Dubois se livre ici à ce qu'on appelle au théâtre un récit: il raconte des événements qui se sont produits avant le début de l'intrigue. On retrouve les caractéristiques du récit avec les temps du passé "ce fut un jour que vous sortîtes de l'Opéra", l'omniprésence de la 3me personne (en référence à Dorante); des indications spatio-temporelles précises "l'Opéra", "c'était un vendredi"... Ce récit montre les qualités de conteur Dubois car, imaginaire ou réel, il suit les étapes du schéma narratif et semble ici improviser comme les comédiens italiens de la comédia del arte : il fait semblant d'hésiter sur le jour de leur rencontre un vendredi. Il s'agit d'une vision de l'amour empruntée aux romans précieux du XVIIe siècle, faite pour flatter Araminte qui se voit en héroïne de du coup de dre au premier regard il vous vit descendre de l'amoureux transi il perdit la raison, extasie, il ne remuait plus. Même le spectateur ne sait pas exactement démêler le vrai du faux. Dubois est le pivot central: ex-confident de Dorante et confident d'Araminte.

 

  • Ligne 22. "Quelle aventure !" L'exclamation d'Araminte témoigne une fois encore de son émotion et le terme "aventure" qu'elle emploie confirme qu'elle est réceptive à ce récit romanesque mais cela montre aussi sa surprise et sa naiveté à prendre cette rencontre pour le fruit du hasard, selon l'étymologie de ce mot, alors qu'en réalité il n'en est rien.

 

Conclusion :

Cette première fausse confidence montre toute l'habileté de Dubois à manipuler Araminte qui découvre dans ce passage qu'elle n'est pas indifférente à Dorante. La fin de la scène la montrera même très protectrice à l'égard de son intendant.

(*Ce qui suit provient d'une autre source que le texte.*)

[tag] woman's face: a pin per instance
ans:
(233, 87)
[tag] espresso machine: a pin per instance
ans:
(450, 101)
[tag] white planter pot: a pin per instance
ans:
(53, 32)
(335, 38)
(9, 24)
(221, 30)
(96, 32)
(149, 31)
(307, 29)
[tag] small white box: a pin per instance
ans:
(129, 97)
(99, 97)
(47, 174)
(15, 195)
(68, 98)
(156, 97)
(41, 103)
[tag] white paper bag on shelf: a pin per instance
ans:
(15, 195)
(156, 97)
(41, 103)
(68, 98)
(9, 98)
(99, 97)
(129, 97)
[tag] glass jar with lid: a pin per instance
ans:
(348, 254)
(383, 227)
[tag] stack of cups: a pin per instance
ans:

Dubois montre ici qu'il maîtrise parfaitement l'art de l'éloquence et qu'il possède le caractère stratège du valet. Dans un récit vivant et persuasif, il livre un portrait touchant de Dorante, qui ne peut que toucher Araminte. En laissant apparaître des rivales potentielles il donne le beau rôle à la jeune femme qui devrait se laisser séduire facilement, d'autant plus que cette scène se fait sous le sceau de la confidence. Dubois a su servir les intérêts de son ancien maître avec brio.